After all, if your in-house IT infrastructure failed, your ops team could not get away with blaming your developers because your applications were not ‘designed for failure’. Similarly, there is no reason cloud providers (and their various apologists) should be allowed to get away with it either. I can only assume cloud providers already do ‘design for failure’ to some degree, but given the number, severity, and duration of cloud failures, it certainly seems like many of them are doing a pretty awful job of it.
I must give Brandon Butler of Network World his due for being out in front and at least asking the question. In a great recent article, Brandon asks ‘How long will big-name customers like Netflix put up with Amazon cloud outages?‘, putting the video streaming service on the spot for yet another major AWS-induced failure.
Not that this is purely an Amazon AWS issue either. I cite AWS here mainly because this is the most recent and high profile cloud outage, but the same can easily be seen in outages affecting many of the low-grade and/or commoditized IaaS, PaaS, and SaaS cloud providers. Outages in the cloud are becoming so endemic across the board, CRN’s Jack McCarthy recently compiled a list of ‘The 10 Biggest Cloud Outages Of 2012‘. This was a sequel to Andrew Hickey’s December 2011 article on The 10 Biggest Cloud Outages Of 2011, which followed up his July 2011 article on The 10 Biggest Cloud Outages Of 2011 (So Far), which in turn followed The 10 Biggest Cloud Outages Of 2010 (So Far). I think I am starting to see a pattern!

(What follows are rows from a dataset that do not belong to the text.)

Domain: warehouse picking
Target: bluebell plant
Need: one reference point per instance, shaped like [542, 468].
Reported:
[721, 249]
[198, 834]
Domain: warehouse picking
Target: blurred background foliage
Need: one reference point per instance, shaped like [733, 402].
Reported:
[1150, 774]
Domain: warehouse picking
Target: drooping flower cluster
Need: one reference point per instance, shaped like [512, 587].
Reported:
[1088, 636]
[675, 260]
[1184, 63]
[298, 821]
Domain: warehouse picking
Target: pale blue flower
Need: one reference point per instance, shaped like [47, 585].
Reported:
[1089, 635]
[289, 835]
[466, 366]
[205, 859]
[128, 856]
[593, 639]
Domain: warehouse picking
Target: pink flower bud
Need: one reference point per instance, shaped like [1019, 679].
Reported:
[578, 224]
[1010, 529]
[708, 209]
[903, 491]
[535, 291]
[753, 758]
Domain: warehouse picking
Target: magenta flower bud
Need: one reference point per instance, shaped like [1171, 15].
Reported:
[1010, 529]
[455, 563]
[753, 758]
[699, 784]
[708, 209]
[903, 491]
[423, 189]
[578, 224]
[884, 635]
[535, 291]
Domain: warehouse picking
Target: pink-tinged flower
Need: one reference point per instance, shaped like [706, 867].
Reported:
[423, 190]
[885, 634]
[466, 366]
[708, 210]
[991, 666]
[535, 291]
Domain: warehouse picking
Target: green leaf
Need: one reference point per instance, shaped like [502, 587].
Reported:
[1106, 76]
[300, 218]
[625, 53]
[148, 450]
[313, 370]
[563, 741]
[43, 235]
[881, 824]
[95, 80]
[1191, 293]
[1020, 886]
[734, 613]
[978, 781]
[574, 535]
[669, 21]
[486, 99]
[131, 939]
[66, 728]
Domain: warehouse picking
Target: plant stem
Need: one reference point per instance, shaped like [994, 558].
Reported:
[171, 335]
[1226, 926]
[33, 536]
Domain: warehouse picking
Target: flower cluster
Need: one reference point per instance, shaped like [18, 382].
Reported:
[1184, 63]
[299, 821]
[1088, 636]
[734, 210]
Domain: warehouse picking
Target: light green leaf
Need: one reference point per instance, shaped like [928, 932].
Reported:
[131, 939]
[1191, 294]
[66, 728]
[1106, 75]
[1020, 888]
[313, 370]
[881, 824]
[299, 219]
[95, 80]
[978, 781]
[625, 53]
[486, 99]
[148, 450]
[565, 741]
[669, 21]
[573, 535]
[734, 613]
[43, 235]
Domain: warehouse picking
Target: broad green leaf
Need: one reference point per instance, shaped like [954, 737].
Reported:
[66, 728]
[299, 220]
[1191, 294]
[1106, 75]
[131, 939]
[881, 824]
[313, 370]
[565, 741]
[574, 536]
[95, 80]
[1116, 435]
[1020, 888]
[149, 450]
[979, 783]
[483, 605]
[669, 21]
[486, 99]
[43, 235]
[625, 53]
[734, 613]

From consumer and small business services like Tumblr, DropBox, and GoDaddy, to business-oriented services like Salesforce.com, Google App Engine, and Microsoft Azure (and of course Amazon AWS), downtime of cloud services is proving to be far more than a niggling concern. It is becoming a persistent thorn in the side of anyone who continues to insist there is nothing unusual or concerning in cloud downtime.
This does not mean there is no place for cloud in the modern enterprise. Far from it, I maintain that cloud computing provides an amazing opportunity for innovation, agility, flexibility, and even (sometimes) cost reduction. And remember, there absolutely are enterprise-grade alternatives to the common commodity cloud providers, although I do not (necessarily) advocate cloud customers jump ship over just one or even a couple of isolated problem incidents.
However, for large enterprise cases especially, we (pundits, analysts, vendors, commentators, press) need to take a long hard look at ourselves in the room of mirrors, and critically reassess the way we publicly excuse failing cloud providers, time and again, for what really should be a pretty big deal. It also means that CIOs and other IT leaders need to seriously reconsider their own choices of cloud providers, and actively reassess which providers will provide a quality experience that justifies a long-term trust, and a long-term investment. The right cloud services may not come from the providers you are used to hearing about.
Because in the face of these repeated outages, we cannot keep giving cloud providers a pass for downtime, slowdowns, identity thefts, data loss, and other failures. And we cannot continue to blame cloud consumers for not designing their cloud applications and operations properly.
It is time for all of us to stop excusing cloud providers for their repeated failures. It is time we all instead start holding them accountable to their promises, and more importantly, accountable to our expectations.